• Question: What came first, the egg or the chicken?

    Asked by 10yling to Ed, Hayley, Jason, Nathan, Sophie on 10 Mar 2013.
    • Photo: Hayley Evers-King

      Hayley Evers-King answered on 10 Mar 2013:


      Based on evolution, I’d suggest the egg. Dinosaurs existed before chickens and we know they laid eggs, so if you mean any egg, then eggs definitely came first. If you mean specifically a chicken egg, then most of the information that I’ve seen suggests birds evolved from dinosaurs – so eventually after many, many generations an egg would have been laid that hatched as something very similar to our modern chickens. This bird probably didn’t look a lot like our modern chickens however, as these have been selectively bred by us for eating/laying eggs. It’s thought that the wild ancestor of the modern chicken is the Indian Jungle Fowl.

    • Photo: Jason King

      Jason King answered on 11 Mar 2013:


      Eggs definitely. Even dinosaurs liked omelettes.

    • Photo: Edward Bovill

      Edward Bovill answered on 12 Mar 2013:


      It entirely depends on what you mean by ‘egg’.

      Many animals laid eggs before the chicken evolved, including fish, dinosaurs and other birds. So from that point of view eggs definitely came first. However, if you mean ‘chicken egg’ specifically then it depends on how you define a ‘chicken egg’.

      At some point the first bird that we now would define as a chicken will have evolved.
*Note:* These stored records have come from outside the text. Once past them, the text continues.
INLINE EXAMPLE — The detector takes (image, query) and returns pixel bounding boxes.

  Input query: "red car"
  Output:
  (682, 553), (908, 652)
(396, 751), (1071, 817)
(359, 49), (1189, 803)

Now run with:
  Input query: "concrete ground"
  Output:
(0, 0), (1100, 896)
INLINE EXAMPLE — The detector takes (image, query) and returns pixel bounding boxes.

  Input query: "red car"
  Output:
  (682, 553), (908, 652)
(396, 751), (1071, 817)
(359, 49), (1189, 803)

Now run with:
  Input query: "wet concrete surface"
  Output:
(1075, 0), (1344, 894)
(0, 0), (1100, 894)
It will have hatched from an egg, but that egg was laid by a bird that was not quite a chicken.

      This newly evolved chicken hatched from an egg, but would you call it a ‘chicken egg’? I, personally, would call the first egg laid by this new chicken the first ‘chicken’s egg’. In that case, the chicken came first.

      If you think that the fact the chicken hatched from an egg makes that egg a ‘chicken egg’ as it produced a chicken, then the egg came first.